Aceitar que em qualquer idade todos podem aprender, podem ensinar. 

Num dado ponto notamos que não há supremacia de um sobre o outro, apenas admiração e amor. 

E um pouco de bom humor também não faz mal a ninguém. 

Sabemos que chegará o instante em que nem estaremos mais nesse carro. 

Outras crianças estarão no banco de trás e o ciclo recomeçará. 

Boa viagem! 

Alda M S Santos 

Chapéu de tolo

CHAPÉU DE TOLO

Decepções…

Não temos como fugir delas.

Ouvimos que a decepção é nossa,

Que o outro não é responsável por nos decepcionar,

Nós é que esperamos demais deles…

Isso não diminui em nada aquela insatisfação e tristeza que sentimos.

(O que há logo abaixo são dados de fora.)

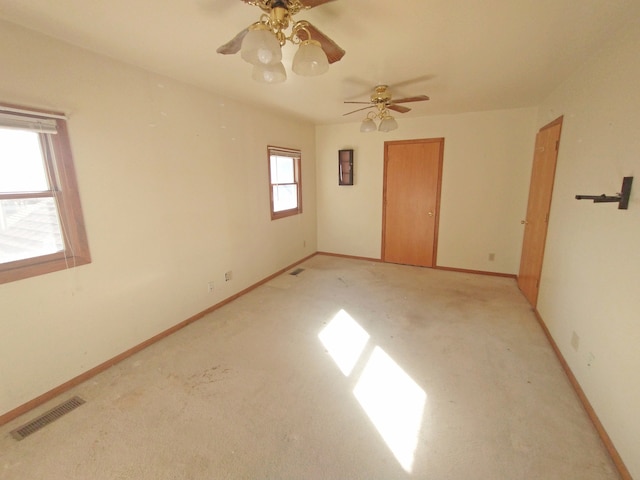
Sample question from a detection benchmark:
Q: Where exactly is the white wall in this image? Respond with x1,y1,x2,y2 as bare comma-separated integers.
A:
316,109,536,274
538,16,640,478
0,23,316,414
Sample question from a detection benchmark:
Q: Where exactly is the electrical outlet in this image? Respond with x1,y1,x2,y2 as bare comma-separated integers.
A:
571,332,580,352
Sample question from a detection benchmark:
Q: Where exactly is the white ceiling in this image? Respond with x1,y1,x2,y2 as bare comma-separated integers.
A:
0,0,640,124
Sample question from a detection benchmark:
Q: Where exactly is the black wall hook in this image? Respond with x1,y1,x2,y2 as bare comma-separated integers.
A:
576,177,633,210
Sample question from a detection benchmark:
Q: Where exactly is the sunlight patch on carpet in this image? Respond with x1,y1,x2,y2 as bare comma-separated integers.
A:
318,310,427,473
318,310,369,377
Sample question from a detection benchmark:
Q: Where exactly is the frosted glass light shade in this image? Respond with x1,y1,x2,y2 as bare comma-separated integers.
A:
240,28,282,65
378,116,398,132
360,118,376,132
251,62,287,83
291,40,329,77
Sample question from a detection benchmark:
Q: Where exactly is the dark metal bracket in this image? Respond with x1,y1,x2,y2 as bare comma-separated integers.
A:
576,177,633,210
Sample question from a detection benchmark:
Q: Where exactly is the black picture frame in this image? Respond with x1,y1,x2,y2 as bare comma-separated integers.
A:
338,150,353,185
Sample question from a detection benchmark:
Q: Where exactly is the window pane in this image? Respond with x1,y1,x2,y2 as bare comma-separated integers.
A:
273,184,298,212
0,198,63,263
0,128,49,193
271,155,295,183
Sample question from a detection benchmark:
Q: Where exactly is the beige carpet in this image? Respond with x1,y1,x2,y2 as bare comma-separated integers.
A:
0,255,618,480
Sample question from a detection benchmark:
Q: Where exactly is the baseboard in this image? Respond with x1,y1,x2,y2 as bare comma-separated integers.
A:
433,265,518,280
0,253,316,425
317,252,382,262
533,308,633,480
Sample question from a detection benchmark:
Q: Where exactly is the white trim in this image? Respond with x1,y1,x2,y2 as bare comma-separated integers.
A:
0,105,67,120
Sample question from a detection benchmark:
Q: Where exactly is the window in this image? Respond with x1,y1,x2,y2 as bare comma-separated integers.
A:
267,147,302,220
0,105,91,283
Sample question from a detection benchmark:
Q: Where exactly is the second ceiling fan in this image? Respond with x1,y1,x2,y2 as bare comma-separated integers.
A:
343,85,429,132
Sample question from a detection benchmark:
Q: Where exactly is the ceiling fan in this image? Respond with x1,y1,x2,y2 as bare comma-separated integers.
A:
343,85,429,132
216,0,346,83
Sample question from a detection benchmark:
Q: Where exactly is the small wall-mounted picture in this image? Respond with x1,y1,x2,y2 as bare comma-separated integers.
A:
338,150,353,185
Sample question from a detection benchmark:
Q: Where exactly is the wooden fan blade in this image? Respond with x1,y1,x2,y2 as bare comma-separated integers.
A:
342,105,375,117
302,0,335,8
387,103,411,113
298,22,346,63
216,28,249,55
393,95,429,103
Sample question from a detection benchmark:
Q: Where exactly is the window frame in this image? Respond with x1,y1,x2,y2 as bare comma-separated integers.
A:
267,145,302,220
0,104,91,284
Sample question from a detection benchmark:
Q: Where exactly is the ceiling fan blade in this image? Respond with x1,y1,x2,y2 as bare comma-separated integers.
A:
387,103,411,113
298,22,346,63
393,95,429,103
342,105,375,117
302,0,335,8
216,28,249,55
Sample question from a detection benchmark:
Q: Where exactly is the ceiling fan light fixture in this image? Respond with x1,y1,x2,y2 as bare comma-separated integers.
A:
360,117,377,133
251,62,287,83
292,39,329,77
378,115,398,132
240,23,282,65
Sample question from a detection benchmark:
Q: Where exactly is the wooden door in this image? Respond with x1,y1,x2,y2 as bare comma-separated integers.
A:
518,117,562,307
382,138,444,267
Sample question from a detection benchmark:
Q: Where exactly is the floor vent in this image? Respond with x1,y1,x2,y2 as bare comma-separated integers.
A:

Ninguém vive sem criar expectativas,

Sem acreditar no outro.

Quanto mais próximas as pessoas,

Quanto mais gostamos delas, mais expectativas criamos.

Portanto, maior risco de tombo, de decepção.

Colocamos o chapéu de tolos, desfilamos por aí cabisbaixos até a próxima.

Uma decepção também não precisa eliminar a pessoa de circulação.

Todos podemos errar, ter fraquezas, decepcionar alguém.

A outra alternativa é não acreditar, não aprofundar.

Viver boiando na superfície, não mergulhar. 

Sem amor, sem expectativas, sem decepções,

Sem vida! 

Muito obrigada! Continuarei a usar o chapéu de tola por aí, como palhacinha.

Quem nunca usou que atire a primeira piada!